Ia mengembuskan napas terakhir pada Minggu, 29 Agustus 2026, pukul 13.15 WITA setelah mengalami sakit.

Semasa menjalankan tugas pemerintahan, almarhumah dikenal telah mengemban sejumlah tanggung jawab di lingkungan Sekretariat DPRD Provinsi Gorontalo.

Perjalanan pengabdiannya di pemerintahan dimulai sejak 1 Januari 2005 sebagai ASN Pemerintah Provinsi Gorontalo.

Kemudian, sejak 14 Januari 2020, Risnawati menjalankan tugas di lingkungan Sekretariat DPRD Provinsi Gorontalo.

Sejumlah amanah pernah dipercayakan kepadanya, antara lain sebagai Kepala Subbagian Perencanaan Keuangan dan Pelaporan, fungsional muda perencana, hingga pejabat penatausahaan keuangan.

Sekretaris DPRD Provinsi Gorontalo, Rifli Katili, mengatakan perjalanan pengabdian tersebut menjadi bagian penting yang patut dikenang oleh keluarga maupun rekan-rekan kerja almarhumah.

Dalam prosesi pelepasan jenazah, Rifli menyampaikan penghargaan atas kerja keras dan dedikasi Risnawati selama menjalankan tugas sebagai ASN.

“Pengabdian dan dedikasi yang telah diberikan almarhumah selama menjalankan tugas menjadi bagian dari kebaikan yang akan selalu dikenang,” ujar Rifli.

Atas nama pimpinan dan anggota DPRD Provinsi Gorontalo, jajaran Sekretariat DPRD, Pemerintah Provinsi Gorontalo, serta keluarga besar Korpri, Rifli menyampaikan belasungkawa kepada keluarga yang ditinggalkan.

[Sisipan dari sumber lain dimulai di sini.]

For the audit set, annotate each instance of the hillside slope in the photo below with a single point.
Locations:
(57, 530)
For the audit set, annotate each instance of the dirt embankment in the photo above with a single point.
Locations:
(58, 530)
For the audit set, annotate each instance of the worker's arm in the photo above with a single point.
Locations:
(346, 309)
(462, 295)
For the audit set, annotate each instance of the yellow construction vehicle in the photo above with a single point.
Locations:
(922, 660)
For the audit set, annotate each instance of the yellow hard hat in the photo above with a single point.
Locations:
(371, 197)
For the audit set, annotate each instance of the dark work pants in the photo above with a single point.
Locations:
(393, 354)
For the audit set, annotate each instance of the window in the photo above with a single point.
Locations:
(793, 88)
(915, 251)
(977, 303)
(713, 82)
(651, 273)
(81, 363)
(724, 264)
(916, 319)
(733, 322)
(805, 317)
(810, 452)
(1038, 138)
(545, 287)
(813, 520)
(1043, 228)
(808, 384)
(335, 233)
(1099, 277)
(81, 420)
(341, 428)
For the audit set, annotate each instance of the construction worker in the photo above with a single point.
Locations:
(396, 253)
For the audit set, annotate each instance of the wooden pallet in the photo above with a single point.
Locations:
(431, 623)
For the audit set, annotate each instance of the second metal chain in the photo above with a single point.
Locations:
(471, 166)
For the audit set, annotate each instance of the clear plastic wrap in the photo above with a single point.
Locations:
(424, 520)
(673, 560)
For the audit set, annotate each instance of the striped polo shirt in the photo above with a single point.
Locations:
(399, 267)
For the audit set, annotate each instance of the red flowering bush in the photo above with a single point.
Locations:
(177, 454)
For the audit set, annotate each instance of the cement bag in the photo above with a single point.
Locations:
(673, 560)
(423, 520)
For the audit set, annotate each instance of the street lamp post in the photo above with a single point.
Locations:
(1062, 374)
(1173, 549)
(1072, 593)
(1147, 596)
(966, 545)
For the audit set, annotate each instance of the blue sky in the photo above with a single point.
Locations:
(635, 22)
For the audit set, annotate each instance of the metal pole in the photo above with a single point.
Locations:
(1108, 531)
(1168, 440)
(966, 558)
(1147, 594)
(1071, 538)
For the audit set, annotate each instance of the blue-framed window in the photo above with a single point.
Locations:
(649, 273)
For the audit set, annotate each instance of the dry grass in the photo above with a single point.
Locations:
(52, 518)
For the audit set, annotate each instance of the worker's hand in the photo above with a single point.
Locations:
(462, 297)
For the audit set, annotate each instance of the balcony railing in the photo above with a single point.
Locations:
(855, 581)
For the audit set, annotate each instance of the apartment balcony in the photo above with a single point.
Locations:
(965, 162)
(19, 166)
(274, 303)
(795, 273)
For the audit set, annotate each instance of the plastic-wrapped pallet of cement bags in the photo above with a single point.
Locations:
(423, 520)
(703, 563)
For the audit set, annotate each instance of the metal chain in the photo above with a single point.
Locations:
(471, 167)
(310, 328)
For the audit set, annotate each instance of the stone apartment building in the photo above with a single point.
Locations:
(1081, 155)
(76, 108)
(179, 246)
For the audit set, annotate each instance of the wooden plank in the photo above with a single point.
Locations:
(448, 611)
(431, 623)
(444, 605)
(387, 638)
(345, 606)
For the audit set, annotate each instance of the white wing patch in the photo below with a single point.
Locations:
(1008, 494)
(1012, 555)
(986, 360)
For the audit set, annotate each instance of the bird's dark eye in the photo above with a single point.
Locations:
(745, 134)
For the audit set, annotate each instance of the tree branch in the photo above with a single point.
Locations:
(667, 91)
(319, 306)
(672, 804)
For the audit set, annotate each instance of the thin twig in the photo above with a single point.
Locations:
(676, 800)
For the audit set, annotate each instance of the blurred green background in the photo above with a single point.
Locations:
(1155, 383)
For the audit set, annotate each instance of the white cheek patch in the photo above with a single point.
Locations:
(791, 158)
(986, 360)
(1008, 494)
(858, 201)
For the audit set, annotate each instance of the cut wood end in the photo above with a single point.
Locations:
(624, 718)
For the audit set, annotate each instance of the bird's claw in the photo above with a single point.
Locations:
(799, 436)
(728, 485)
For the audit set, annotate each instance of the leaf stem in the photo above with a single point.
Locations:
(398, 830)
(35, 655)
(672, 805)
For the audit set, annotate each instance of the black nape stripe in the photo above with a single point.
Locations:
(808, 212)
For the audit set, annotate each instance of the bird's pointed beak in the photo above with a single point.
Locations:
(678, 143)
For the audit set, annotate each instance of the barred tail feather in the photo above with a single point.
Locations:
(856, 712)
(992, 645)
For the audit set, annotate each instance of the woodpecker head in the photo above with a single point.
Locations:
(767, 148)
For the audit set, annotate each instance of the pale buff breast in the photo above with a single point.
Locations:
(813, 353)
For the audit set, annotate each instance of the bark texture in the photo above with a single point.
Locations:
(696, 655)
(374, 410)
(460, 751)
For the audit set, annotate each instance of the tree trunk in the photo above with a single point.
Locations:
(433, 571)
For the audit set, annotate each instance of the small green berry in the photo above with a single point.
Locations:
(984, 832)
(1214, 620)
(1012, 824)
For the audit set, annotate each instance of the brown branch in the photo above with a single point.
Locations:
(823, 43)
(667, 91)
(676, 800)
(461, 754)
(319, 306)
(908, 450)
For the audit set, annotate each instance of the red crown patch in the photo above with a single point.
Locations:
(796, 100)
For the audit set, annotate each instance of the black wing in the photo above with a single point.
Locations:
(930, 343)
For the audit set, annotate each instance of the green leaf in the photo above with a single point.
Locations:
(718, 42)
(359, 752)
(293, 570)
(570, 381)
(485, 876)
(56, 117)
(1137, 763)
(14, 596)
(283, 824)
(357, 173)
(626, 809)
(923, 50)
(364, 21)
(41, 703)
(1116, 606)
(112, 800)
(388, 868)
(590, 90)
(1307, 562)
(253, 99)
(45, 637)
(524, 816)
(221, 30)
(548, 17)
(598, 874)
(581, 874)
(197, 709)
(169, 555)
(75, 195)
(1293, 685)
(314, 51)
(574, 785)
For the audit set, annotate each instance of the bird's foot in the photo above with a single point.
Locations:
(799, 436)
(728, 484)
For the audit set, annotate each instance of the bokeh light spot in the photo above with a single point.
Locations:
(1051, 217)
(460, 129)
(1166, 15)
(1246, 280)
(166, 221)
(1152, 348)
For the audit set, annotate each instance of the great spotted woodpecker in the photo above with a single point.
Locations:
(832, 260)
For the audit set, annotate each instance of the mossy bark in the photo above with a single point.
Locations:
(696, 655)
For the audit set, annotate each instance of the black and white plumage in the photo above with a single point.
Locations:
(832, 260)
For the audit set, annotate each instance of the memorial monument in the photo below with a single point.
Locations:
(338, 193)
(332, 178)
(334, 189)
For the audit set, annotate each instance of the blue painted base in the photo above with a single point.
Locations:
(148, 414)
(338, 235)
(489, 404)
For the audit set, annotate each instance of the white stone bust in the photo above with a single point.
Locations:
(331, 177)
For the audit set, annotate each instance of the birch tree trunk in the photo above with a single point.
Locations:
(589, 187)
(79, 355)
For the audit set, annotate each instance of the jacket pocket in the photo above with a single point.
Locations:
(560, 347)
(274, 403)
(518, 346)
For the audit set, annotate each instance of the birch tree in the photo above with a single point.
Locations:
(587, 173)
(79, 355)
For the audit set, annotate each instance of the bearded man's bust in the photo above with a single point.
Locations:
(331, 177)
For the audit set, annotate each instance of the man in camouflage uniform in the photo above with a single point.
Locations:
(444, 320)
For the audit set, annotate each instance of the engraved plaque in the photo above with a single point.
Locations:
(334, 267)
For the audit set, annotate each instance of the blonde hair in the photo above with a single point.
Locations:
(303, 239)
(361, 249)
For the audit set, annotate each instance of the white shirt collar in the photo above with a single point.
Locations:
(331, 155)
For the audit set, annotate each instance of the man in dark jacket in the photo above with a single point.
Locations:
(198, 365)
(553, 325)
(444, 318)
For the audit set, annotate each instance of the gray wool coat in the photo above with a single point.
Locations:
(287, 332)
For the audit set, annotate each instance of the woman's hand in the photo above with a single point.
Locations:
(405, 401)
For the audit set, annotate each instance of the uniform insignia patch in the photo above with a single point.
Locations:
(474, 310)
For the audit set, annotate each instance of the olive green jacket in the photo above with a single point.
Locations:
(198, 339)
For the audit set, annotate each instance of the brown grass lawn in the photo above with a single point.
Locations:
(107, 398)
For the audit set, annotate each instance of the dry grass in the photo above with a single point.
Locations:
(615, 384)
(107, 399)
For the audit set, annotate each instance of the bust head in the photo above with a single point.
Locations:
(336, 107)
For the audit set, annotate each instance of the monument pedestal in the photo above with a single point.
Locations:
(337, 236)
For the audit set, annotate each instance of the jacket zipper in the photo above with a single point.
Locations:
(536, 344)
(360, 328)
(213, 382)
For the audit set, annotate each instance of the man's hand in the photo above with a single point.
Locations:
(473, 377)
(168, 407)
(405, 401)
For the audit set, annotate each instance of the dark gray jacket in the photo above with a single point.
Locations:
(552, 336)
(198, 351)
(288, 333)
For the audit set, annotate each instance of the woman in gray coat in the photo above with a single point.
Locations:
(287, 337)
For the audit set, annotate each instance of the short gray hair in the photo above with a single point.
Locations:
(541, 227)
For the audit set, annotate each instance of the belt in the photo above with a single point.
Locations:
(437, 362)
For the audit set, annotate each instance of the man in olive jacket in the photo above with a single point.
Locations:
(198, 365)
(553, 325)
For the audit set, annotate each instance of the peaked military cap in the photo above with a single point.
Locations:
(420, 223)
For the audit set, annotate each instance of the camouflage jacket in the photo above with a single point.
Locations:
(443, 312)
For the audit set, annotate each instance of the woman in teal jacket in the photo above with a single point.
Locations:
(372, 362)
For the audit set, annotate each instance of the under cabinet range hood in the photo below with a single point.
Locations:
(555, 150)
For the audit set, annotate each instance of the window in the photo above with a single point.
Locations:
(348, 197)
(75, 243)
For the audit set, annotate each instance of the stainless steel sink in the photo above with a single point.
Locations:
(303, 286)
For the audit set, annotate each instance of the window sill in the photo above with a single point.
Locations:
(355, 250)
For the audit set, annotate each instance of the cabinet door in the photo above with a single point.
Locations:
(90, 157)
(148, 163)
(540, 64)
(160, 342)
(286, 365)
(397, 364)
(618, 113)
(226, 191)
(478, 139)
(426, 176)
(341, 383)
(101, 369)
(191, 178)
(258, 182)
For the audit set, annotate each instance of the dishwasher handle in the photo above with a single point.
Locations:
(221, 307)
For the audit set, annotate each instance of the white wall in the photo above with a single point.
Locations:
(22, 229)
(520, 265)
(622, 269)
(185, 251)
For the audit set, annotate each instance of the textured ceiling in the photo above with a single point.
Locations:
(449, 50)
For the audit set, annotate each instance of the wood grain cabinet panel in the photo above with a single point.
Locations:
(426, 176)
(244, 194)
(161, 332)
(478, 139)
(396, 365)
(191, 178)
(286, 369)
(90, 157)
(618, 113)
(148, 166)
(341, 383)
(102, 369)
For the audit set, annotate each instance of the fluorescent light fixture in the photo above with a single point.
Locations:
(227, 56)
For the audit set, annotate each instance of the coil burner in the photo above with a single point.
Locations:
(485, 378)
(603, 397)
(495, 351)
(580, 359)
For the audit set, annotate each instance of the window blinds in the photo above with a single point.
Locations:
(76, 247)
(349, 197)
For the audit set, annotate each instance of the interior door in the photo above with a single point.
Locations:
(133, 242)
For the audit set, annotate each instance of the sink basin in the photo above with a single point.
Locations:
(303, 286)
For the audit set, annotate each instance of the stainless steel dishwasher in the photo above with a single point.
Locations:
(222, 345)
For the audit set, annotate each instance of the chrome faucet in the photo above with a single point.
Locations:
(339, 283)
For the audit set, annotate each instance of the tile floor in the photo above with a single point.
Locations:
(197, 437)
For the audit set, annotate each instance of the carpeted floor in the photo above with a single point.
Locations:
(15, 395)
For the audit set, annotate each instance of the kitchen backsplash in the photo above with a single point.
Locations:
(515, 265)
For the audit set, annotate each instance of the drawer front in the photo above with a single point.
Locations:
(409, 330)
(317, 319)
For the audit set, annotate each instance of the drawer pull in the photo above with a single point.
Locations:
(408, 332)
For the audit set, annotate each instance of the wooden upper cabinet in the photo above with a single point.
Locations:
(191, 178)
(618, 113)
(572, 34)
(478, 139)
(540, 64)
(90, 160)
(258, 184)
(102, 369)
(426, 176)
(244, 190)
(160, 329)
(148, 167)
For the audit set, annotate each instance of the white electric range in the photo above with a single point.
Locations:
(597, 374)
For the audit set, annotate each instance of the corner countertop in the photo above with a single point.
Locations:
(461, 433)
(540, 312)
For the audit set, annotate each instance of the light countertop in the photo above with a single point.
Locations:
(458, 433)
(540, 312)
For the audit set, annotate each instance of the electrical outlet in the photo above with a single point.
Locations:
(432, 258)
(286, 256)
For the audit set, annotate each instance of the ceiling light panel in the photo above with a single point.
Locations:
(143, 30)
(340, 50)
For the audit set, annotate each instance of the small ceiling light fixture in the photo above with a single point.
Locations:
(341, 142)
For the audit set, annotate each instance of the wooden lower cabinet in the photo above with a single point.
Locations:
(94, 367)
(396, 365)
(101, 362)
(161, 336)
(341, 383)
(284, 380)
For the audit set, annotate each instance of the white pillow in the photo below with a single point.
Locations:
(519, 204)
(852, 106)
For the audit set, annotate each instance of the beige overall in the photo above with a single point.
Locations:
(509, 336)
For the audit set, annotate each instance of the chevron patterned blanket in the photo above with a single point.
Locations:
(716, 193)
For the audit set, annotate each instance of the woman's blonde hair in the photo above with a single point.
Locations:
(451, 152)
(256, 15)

Ia juga mengajak seluruh keluarga, rekan kerja dan pelayat untuk mengikhlaskan kepergian almarhumah.

Permohonan maaf turut disampaikan apabila selama hidup Risnawati pernah melakukan kesalahan atau kekhilafan dalam menjalankan hubungan dengan keluarga, rekan kerja maupun masyarakat.

Rifli berharap seluruh amal ibadah almarhumah mendapatkan penerimaan dari Allah SWT dan segala kesalahan serta kekhilafannya memperoleh ampunan.

Sementara itu, pihak keluarga menyampaikan bahwa Risnawati meninggal setelah mengalami sakit. Keluarga berharap almarhumah memperoleh akhir kehidupan yang baik atau husnul khatimah.

Keluarga juga membuka ruang penyelesaian apabila masih terdapat urusan yang belum terselesaikan dengan almarhumah, termasuk persoalan utang-piutang.

Hal tersebut diharapkan dapat disampaikan kepada keluarga agar diselesaikan sesuai ketentuan agama dan hukum yang berlaku.

Prosesi pelepasan kemudian dilanjutkan dengan salat jenazah dan pengantaran almarhumah menuju tempat peristirahatan terakhir. (*)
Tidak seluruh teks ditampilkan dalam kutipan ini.